Cadillac isn’t depending on personal car ownership to make money on transportation. The traditional rich person’s American luxury car brand has morphed into an upscale cruiser or statement SUV, and Cadillac sees its future changing as the automotive industry turns upside down, reports Venture Beat. The company would love to sell you a car today or in the future, but it is also preparing to transport you with future mobility services.
Cadillac president Johan de Nysschen told Venture Beat, “We know that our industry is at another inflection point. Two years ago in the luxury market baby boomers were displaced as the primary buyers, and by 2020, three of four luxury cars in the world will be bought by Gen Xers or Gen Yers … and they have new attitudes, new expectations, and are concentrated in cities.”
But owning and keeping a car in the city has problems. Horrible traffic, scarce parking, and monthly garage costs higher than car payments all add to the hassle and expense of city car ownership.
General Motors, Cadillac’s parent company, invested in Lyft’s ridesharing service as a strategic move to provide transportation in cities and elsewhere. Every Lyft driver needs a car, de Nysschen says, and carsharing services also need cars. Cadillac and General Motors intend to participate in those services.
Looking further ahead to fully autonomous cars, Cadillac sees the potential for mobility services to turn even greater profits without drivers, the greatest cost in the ridesharing business. “If we can inject more efficiency into the picture, we can channel that funding to commercially present opportunity restricted to our products,” said de Nysschen.

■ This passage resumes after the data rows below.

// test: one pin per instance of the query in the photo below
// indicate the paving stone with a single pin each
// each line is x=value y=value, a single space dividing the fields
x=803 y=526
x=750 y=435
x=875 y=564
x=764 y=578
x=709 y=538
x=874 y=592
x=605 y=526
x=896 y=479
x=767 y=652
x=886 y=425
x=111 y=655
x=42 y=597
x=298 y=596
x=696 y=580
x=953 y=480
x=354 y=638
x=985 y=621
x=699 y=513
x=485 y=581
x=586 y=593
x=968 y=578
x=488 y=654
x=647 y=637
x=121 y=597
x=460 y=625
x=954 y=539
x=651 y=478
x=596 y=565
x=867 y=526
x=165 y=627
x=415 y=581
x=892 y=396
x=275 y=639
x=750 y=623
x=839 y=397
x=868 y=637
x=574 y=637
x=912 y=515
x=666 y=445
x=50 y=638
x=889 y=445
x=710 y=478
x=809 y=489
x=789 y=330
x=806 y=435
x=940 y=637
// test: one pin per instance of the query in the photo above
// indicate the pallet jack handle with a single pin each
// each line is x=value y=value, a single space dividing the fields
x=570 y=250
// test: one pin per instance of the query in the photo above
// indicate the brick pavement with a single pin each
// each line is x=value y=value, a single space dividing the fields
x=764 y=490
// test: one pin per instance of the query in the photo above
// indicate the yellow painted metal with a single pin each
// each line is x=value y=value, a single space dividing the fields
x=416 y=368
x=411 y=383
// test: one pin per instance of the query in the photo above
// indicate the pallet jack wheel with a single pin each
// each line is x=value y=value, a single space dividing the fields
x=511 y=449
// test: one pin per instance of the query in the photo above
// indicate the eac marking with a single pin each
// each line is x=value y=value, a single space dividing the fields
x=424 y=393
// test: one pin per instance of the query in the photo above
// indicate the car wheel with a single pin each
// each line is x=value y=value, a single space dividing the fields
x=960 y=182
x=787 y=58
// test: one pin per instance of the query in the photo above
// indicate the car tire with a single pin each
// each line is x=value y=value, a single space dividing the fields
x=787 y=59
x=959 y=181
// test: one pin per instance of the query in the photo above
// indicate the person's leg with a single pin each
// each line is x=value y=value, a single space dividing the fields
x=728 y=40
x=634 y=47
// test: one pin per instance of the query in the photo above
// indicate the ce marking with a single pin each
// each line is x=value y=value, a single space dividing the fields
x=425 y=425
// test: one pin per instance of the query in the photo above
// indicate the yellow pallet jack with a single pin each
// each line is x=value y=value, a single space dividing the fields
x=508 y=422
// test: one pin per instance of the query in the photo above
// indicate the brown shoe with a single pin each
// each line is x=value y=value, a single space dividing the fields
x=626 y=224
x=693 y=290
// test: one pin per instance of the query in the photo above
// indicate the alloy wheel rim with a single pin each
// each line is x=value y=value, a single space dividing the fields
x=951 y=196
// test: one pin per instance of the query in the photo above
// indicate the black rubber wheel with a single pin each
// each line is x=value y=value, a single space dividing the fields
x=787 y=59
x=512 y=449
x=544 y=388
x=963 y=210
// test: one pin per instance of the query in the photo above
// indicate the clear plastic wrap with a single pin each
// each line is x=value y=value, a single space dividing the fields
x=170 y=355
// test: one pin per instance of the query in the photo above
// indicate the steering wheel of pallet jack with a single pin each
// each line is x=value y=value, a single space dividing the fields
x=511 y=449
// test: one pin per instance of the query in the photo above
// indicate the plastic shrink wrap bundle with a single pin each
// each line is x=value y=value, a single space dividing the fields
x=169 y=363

Cadillac will continue to build and sell cars to individual owners as long as there is a market. Rather than watch the markets drift away and go away with them, however, the company is investing in technology and building on experiences such as the Lyft investment to have a big share of future mobility service markets. “On the one hand, these new technologies will spell the demise of the traditional car industry,” Nysschen said. “But they are also an opportunity … as more people start using car services, they need automobiles.”